The Federal Bureau of Investigation (FBI) and Microsoft Corp have launched a major assault on one of the world’s biggest Global cyber crime rings, which they believe was involved in stealing over $500m from bank accounts during past eighteen months.

The authorities of about 80 countries, including Australia, Germany, Brazil, Ecuador, Hong Kong, Holland, Spain, Iceland, Indonesia, India, and UK are aiding FBI and Microsoft in this operation.

The Digital Crimes Unit of Microsoft has reportedly taken-down about 1,000 of an assumed 1,400 malicious computer networks – known as Citadel Botnets -.

Citadel is responsible of infecting as many as 5 million computers across the globe.

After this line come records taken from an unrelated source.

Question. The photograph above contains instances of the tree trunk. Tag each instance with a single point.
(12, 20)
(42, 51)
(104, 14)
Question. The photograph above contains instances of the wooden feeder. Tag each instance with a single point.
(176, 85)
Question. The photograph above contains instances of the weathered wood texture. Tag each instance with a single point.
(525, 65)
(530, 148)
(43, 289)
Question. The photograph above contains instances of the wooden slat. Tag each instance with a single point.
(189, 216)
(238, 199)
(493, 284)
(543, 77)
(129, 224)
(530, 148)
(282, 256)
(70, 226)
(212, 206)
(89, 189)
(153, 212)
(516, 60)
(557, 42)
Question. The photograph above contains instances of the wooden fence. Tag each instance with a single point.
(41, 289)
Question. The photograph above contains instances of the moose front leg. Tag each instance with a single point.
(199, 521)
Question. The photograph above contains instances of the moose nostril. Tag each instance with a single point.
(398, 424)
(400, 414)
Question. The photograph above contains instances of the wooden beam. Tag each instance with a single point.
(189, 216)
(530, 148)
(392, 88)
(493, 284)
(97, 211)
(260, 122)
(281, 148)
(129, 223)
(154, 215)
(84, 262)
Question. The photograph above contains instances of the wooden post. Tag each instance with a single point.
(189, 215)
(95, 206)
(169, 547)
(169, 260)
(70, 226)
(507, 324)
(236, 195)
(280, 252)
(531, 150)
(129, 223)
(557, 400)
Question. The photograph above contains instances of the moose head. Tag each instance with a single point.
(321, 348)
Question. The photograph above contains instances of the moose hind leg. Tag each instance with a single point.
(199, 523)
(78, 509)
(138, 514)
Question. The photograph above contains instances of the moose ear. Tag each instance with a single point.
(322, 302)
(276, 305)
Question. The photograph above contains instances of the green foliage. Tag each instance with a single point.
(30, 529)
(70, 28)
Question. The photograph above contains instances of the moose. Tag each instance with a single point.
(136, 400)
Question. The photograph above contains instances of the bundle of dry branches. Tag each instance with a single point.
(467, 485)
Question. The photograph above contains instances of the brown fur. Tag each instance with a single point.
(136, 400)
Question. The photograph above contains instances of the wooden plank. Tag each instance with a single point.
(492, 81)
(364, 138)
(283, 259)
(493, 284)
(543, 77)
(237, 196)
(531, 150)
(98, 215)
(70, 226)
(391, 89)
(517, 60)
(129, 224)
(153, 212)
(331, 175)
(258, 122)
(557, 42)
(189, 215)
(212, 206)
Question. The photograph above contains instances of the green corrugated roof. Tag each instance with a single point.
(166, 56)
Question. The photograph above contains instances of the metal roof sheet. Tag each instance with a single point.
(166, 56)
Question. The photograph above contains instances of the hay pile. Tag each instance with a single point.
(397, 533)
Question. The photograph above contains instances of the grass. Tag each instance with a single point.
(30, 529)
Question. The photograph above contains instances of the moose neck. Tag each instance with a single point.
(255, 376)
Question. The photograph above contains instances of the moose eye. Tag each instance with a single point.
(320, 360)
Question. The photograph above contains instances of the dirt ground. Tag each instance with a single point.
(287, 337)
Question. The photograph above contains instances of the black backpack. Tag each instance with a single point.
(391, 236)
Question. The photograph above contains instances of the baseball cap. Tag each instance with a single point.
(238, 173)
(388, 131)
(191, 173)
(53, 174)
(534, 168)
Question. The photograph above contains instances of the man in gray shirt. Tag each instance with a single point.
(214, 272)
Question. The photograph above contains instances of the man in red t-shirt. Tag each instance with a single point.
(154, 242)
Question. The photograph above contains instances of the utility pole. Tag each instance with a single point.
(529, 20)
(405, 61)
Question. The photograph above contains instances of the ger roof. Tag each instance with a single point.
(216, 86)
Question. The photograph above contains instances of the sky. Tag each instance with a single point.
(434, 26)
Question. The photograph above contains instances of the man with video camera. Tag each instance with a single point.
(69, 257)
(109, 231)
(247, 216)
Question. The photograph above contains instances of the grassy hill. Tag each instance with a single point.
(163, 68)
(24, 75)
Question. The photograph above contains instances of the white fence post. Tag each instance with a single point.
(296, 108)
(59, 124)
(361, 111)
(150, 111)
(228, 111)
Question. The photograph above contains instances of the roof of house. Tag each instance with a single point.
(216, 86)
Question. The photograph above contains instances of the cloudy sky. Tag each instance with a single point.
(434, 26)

Microsoft believes that the network was used to steal whopping amounts from scores of financial institutions, including Bank of America, American Express, JPMorgan Chase, PayPal of eBay, Citigroup, Credit Suisse, Wells Fargo and Royal Bank of Canada.

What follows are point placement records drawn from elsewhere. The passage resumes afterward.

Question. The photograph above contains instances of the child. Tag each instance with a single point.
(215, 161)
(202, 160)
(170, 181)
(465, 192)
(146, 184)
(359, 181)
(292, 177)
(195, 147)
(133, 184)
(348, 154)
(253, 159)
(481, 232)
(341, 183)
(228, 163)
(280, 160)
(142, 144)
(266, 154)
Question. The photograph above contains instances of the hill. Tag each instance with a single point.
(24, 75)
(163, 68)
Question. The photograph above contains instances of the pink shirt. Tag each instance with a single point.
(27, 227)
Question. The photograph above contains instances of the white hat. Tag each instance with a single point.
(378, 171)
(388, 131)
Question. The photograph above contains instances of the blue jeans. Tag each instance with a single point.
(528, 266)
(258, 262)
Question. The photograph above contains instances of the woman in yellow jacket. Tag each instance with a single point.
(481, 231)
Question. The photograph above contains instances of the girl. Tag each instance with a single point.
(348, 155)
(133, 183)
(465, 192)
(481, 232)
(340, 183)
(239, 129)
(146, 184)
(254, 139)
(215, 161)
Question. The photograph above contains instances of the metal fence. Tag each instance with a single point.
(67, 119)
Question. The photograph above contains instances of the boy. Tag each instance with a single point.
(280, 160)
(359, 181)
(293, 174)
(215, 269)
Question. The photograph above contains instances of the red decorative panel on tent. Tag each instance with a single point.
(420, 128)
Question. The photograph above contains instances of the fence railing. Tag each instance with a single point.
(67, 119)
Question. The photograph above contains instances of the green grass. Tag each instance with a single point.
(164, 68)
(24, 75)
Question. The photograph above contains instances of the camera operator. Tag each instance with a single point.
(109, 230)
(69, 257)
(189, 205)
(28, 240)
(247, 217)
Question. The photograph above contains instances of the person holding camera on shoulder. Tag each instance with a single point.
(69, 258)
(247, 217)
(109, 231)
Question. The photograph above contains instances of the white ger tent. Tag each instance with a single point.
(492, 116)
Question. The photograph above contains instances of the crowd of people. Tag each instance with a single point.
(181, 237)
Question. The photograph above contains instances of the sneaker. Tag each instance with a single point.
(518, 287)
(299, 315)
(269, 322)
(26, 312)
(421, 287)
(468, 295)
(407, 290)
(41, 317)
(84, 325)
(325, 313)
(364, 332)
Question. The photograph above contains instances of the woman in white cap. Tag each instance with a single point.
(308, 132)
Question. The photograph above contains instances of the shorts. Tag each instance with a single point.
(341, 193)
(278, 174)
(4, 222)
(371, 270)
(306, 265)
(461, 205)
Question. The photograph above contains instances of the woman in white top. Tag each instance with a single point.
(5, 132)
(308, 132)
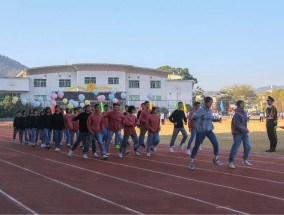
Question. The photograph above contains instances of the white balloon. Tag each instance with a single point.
(81, 97)
(75, 104)
(24, 101)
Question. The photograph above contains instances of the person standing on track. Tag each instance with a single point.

No arrests have been made following the crackdown as the authorities are still investigating about the identities of ringleaders with the help of overseas authorities.

A botnet, also known as a zombie army, is a series of computers connected in a synchronized fashion for malicious purposes without the knowledge of their owners. Each computer in a botnet is called a bot. The botnet is controlled by a third-party and is used in committing financial crimes, distributing spam computer viruses and transmitting spam.

Citadel is one of the biggest botnets in operation today. According to Microsoft, the creator of software packed it with the pirated versions of the Windows OS to gain the control of personal computers in US, Western Europe, Australia, Hong Kong and India.

Microsoft said the Citadel was used to steal over $500 million from banks in the United States and other countries. However, the company didn’t reveal the details of losses at individual accounts or organizations.

Microsoft further said that the Citadel software is designed in such a way that it not attacks the PCs and financial institutions in Russia or Ukraine, apparently because the hackers operate from those countries and want to prevent themselves from law enforcement agencies there.